Following the first description of bone in the endometrium by Meyer (1), several other authors have reported cases and case series relating to calcified material in the endometrium representing bone. Reports have originated from across the globe and spanned several countries and ethnicities. Although the prevalence of this entity remains unknown, the advent of newer imaging techniques such as ultrasonography meant that the presence of bone in the endometrium is being increasingly diagnosed. Nevertheless the majority of information on this subject is still from case reports and case series (2,4).

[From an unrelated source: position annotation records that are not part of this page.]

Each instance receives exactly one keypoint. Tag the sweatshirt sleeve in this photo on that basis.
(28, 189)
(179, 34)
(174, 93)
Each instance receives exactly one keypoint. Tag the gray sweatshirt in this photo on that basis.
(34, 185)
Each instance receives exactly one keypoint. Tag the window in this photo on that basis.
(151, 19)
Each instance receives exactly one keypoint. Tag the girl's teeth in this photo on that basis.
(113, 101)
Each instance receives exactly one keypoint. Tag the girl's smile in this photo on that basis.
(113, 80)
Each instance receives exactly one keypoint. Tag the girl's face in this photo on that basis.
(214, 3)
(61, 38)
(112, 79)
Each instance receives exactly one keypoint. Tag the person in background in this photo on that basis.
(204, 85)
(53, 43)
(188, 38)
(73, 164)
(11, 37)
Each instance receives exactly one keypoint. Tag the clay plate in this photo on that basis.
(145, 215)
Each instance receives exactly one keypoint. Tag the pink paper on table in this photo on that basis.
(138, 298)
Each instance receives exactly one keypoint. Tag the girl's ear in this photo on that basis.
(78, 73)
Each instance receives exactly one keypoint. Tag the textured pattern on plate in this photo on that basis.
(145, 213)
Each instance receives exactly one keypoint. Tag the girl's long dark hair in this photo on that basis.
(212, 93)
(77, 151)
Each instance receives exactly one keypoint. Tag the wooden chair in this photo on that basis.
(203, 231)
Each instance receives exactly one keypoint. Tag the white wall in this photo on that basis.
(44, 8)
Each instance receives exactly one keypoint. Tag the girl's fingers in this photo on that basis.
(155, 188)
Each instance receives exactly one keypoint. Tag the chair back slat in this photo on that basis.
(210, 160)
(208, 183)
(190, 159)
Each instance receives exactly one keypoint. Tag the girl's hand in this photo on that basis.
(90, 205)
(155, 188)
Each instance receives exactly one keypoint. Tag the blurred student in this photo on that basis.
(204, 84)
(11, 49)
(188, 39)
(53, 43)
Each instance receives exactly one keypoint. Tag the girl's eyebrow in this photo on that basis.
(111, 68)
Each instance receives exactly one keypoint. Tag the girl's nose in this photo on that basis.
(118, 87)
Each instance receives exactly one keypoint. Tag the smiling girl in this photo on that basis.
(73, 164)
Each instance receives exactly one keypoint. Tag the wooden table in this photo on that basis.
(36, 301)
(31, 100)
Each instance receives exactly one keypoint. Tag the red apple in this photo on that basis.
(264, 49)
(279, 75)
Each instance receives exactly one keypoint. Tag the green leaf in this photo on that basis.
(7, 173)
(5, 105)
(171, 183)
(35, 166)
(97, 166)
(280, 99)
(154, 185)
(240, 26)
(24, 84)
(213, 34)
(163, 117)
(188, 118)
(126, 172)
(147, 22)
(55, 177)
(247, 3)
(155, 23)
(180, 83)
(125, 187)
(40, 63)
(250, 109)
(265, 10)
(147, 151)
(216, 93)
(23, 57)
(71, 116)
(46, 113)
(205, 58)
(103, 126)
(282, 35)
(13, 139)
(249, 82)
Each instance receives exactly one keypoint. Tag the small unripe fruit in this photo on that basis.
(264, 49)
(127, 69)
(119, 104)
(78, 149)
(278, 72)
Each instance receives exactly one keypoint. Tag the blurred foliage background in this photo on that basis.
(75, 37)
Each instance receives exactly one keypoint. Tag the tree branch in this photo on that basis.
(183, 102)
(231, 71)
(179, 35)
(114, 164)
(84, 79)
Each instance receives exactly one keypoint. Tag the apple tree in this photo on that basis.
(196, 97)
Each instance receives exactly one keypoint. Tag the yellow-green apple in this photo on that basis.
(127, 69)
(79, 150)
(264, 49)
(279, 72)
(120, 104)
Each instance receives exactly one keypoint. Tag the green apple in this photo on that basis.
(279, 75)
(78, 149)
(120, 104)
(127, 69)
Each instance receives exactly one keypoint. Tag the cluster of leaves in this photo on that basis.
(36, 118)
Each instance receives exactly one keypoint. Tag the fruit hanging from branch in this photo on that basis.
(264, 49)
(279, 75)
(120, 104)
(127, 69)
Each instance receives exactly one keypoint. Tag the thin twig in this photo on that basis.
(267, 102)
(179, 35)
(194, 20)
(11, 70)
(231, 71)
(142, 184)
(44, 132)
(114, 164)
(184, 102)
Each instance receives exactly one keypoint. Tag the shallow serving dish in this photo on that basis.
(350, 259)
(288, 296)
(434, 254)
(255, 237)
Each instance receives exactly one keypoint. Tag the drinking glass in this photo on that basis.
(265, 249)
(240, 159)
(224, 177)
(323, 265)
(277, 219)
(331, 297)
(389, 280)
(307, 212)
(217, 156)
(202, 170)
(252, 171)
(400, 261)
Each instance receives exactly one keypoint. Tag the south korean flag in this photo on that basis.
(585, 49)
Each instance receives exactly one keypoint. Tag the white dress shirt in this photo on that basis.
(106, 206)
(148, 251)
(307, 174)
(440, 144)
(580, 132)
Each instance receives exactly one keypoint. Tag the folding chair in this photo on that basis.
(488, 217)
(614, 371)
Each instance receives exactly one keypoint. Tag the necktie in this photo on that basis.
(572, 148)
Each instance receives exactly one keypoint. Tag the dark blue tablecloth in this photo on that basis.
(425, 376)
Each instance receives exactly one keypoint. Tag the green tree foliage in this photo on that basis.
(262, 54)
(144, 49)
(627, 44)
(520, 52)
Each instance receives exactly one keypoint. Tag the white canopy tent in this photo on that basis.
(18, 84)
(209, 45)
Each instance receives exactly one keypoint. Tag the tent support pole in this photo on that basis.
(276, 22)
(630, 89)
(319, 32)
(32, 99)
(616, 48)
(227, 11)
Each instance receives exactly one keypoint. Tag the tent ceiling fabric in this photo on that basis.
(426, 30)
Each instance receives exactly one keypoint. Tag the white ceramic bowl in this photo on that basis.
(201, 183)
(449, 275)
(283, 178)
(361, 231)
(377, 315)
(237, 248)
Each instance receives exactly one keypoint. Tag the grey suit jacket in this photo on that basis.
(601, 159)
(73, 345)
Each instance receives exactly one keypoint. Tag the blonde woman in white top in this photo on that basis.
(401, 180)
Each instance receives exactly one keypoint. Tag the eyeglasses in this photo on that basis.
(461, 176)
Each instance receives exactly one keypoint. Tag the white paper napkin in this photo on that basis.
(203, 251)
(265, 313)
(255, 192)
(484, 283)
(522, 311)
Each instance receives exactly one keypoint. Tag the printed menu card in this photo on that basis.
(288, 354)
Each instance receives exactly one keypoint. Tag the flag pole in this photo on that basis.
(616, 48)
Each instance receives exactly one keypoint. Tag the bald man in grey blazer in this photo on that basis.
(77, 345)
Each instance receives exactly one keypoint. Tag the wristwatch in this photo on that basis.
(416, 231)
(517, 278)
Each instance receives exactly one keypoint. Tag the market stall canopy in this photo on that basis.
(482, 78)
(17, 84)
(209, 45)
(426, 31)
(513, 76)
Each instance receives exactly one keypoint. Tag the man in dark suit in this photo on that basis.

The origin (5,6) of and the effects of bone in the endometrium on endometrial function remain a mystery. The argument centers around whether these calcified tissues are retained fetal bone from prior termination of pregnancy (7) or osseous endometrial metaplasia (6,8). The later may result from endometrial multipotent stem cell activation (9), chronic endometritis, trauma (8,10,11), heterotopia, strong endometrial estrogenic stimulation, dystrophic and metastatic calcification among others (12). Authors of previous works on the subject have suggested that the bony fragments may function as a type of intrauterine contraceptive device (13,14) thereby leading to subfertility. Indeed, the available literature have suggested that patient complaints include not only infertility but also irregular vaginal bleeding, chronic pelvic pain and even persistent vaginal discharge (10,14,15). There is a need for a clear description of the demographic information of patients who present with this condition, specifically their antecedent pregnancy information, the complaints with which they present, and the duration of time the condition has persisted before diagnosis. Accordingly, our objectives are: first, to provide a comprehensive review of the published literature with a view to gleaning the epidemiological characteristic of patient found to have bone on radiological imaging. Second, we describe the possible pathogenesis of the condition. Third, we evaluate the different published treatment modalities for this condition and their outcome.

Materials and Methods

In this systematic review of the literature, we performed a comprehensive literature search on PubMed, Ovid, and Medline using medical subject headings (MESH) words including endometrium, fetal, bone, osseous fragments, pelvic imaging (Xray and ultrasound) and osseous metaplasia and all combination of the aforementioned words. All articles referenced in searched articles were also reviewed for cases missed from the original search. Only full text English, Spanish, Portuguese, Italian, French, and Turkish articles were included. One article in German (16), one in Danish (17), and one Hebrew (18) were excluded, as we were unable to find translators for these articles. Data from all articles published in French describing this phenomenon in 1928 (19) and the latest in 2013 (20) were included. One article (21) with 15 cases in which individual case information was not given were excluded for the purpose of this review. Published case series were included when individual case information was provided (6,10,22,24).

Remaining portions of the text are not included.